# Model 17 Straight Net Depth

Straight residual convolutions.

How many layers deep can the network be before the GPU runs out of memory?

### Results

A 128 residual convolutions (2 layers each) deep network trained for an epoch, very slowly.  This network, with 3x3x3 convs, has a ~257 fov, possibly more than the guestimated 201 fov of u-net.

Depth affects computation and training speed but getting 128 deep (on 128x128x128 crops) is fine in terms of GPU memory.
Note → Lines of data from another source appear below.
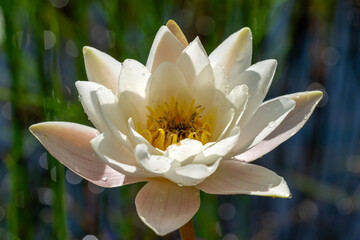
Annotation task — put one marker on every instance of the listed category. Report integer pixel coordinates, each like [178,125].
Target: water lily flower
[184,123]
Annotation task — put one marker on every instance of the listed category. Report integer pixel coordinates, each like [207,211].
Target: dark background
[316,44]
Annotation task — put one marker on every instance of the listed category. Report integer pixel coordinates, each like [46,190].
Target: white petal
[234,53]
[221,80]
[223,123]
[87,94]
[192,60]
[234,177]
[166,82]
[165,48]
[191,174]
[133,78]
[219,149]
[113,116]
[156,164]
[258,78]
[101,68]
[165,207]
[108,149]
[203,88]
[137,138]
[185,150]
[238,97]
[69,143]
[265,120]
[305,105]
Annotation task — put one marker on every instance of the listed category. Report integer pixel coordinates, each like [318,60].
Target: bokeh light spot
[71,49]
[205,25]
[49,40]
[330,56]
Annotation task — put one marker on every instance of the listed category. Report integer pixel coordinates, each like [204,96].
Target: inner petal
[170,122]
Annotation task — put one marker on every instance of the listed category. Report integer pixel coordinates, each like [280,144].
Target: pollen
[170,122]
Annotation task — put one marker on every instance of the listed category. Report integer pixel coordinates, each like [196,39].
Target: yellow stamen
[170,122]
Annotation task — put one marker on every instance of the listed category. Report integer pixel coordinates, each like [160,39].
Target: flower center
[171,122]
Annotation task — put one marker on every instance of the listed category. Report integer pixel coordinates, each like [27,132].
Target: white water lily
[185,122]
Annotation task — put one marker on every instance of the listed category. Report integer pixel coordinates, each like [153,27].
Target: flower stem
[187,232]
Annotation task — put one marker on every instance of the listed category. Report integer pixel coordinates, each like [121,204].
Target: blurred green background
[317,45]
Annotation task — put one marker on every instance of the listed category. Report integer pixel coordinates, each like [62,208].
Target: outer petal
[234,177]
[222,81]
[69,143]
[108,149]
[305,105]
[87,94]
[165,48]
[101,68]
[113,116]
[234,53]
[133,78]
[265,120]
[191,174]
[258,78]
[165,207]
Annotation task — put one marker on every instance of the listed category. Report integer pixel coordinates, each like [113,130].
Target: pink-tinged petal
[69,143]
[111,152]
[165,48]
[234,53]
[234,177]
[258,78]
[165,207]
[101,68]
[133,78]
[191,174]
[265,120]
[87,95]
[305,105]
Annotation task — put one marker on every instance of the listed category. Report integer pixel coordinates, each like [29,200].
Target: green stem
[187,232]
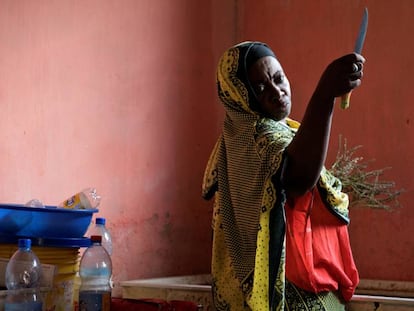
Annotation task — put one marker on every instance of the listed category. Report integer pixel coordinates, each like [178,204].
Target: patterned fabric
[243,175]
[300,300]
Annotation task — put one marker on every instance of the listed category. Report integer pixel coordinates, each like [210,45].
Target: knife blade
[359,43]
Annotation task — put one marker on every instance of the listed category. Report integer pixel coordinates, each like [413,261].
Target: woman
[280,219]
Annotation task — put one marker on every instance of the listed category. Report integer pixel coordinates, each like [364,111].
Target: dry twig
[364,187]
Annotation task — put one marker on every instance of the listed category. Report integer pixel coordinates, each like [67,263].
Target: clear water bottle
[101,229]
[86,199]
[23,274]
[95,272]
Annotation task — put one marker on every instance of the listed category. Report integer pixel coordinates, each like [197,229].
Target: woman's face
[272,88]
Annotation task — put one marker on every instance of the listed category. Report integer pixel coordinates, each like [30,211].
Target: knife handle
[345,100]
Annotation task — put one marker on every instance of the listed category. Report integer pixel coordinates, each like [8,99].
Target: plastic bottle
[86,199]
[95,273]
[23,274]
[101,229]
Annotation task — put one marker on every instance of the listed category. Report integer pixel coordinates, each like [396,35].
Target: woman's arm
[306,154]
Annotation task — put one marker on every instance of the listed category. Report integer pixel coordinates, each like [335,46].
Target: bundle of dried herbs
[364,186]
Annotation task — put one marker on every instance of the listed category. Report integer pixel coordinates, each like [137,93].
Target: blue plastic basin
[50,221]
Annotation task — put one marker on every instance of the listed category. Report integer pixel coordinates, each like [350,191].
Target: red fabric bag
[318,252]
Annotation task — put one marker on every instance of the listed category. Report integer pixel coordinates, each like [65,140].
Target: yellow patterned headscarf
[243,174]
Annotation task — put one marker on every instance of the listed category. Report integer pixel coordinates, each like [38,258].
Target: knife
[358,49]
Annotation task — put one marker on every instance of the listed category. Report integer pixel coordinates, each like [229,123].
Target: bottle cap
[24,243]
[96,238]
[100,221]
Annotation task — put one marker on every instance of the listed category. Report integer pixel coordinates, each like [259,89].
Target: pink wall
[116,95]
[120,95]
[306,35]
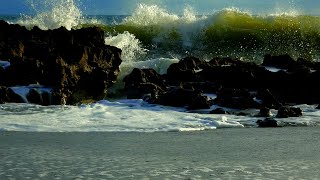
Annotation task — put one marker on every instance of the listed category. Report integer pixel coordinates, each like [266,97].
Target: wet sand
[243,153]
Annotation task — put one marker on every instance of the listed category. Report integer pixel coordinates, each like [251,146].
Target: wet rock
[8,96]
[76,64]
[34,96]
[219,111]
[235,98]
[144,81]
[264,112]
[184,70]
[268,122]
[281,61]
[285,112]
[199,102]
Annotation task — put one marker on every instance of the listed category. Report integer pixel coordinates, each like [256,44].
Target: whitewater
[154,37]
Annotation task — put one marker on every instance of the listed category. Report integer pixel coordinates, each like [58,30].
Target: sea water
[152,36]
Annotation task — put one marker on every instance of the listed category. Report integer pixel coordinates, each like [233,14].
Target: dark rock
[178,97]
[199,102]
[281,61]
[144,81]
[219,111]
[205,87]
[46,101]
[184,70]
[235,98]
[264,112]
[268,122]
[7,95]
[268,99]
[238,75]
[285,112]
[34,96]
[76,64]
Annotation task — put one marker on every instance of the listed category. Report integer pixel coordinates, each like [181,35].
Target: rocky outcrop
[238,84]
[268,122]
[8,95]
[285,112]
[76,64]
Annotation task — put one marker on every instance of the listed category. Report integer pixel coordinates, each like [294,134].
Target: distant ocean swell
[228,32]
[153,37]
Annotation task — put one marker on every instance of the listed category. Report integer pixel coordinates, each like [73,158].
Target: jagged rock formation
[76,64]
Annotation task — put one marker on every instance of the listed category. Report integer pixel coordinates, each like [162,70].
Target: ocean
[154,37]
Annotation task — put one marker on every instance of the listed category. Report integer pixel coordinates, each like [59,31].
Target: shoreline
[273,153]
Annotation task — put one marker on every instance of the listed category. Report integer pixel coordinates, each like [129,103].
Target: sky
[119,7]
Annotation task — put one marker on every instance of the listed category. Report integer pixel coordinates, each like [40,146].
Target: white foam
[4,64]
[130,46]
[52,14]
[129,116]
[272,69]
[23,91]
[172,28]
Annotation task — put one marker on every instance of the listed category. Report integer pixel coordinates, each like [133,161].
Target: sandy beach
[242,153]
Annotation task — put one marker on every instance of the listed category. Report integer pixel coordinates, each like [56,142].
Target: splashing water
[130,46]
[51,14]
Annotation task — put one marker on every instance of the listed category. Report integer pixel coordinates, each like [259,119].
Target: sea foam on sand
[241,153]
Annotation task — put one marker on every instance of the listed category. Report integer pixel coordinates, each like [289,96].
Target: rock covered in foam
[76,64]
[8,95]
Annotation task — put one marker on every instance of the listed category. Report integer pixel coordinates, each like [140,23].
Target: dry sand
[244,153]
Tesla K80 11GB.


### To Try

- Use small patches, small batches, batchnorm
- making sure my loss functions work.
- Try mean squared error loss or weighted binary cross entropy
- Add dilated convolution stack to end of network (small fov increase).
- Using Dropout (try 0.1)
- A shallow u-net: Pooling once and taking advantage of the smaller volume to increase channels and layers.  This would lead to a greatly increased fov.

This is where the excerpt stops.